Wettbewerbskonform

Vattenfall Europe will Energiegipfel-Debatte nicht vorgreifen

"Wenn der Bundeskanzler uns zum Energiegipfel einlädt, werden wir dieser Einladung folgen", erklärte Vattenfall Europe heute. Bislang liege dazu weder eine Einladung noch eine Agenda über Gesprächsinhalte und -ziele vor.

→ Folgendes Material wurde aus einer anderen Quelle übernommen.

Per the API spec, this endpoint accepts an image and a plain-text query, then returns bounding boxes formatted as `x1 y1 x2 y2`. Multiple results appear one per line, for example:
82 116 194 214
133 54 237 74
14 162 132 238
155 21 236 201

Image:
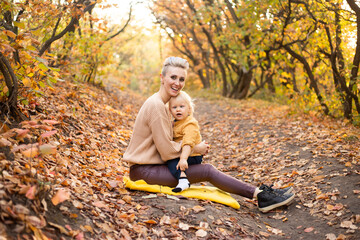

Vorher will der Konzern jedoch über ein Einfrieren der geplanten Strompreiserhöhungen nicht diskutieren.

Hochspannungsmasten© Günter Menzl / Fotolia.com

Berlin (ddp/sm) - Der nordostdeutsche Energiekonzern Vattenfall Europe will nicht vor dem vorgesehenen Energiegipfel bei Bundeskanzler Gerhard Schröder (SPD) über ein Einfrieren der geplanten Strompreiserhöhungen diskutieren. Mit dieser Aussage reagierte der Versorger am Donnerstag offenbar auf einen angeblichen Vorschlag von E.ON-Chef Wulf Bernotat, der nach Medienberichten ein Preismoratorium ins Gespräch gebracht hat.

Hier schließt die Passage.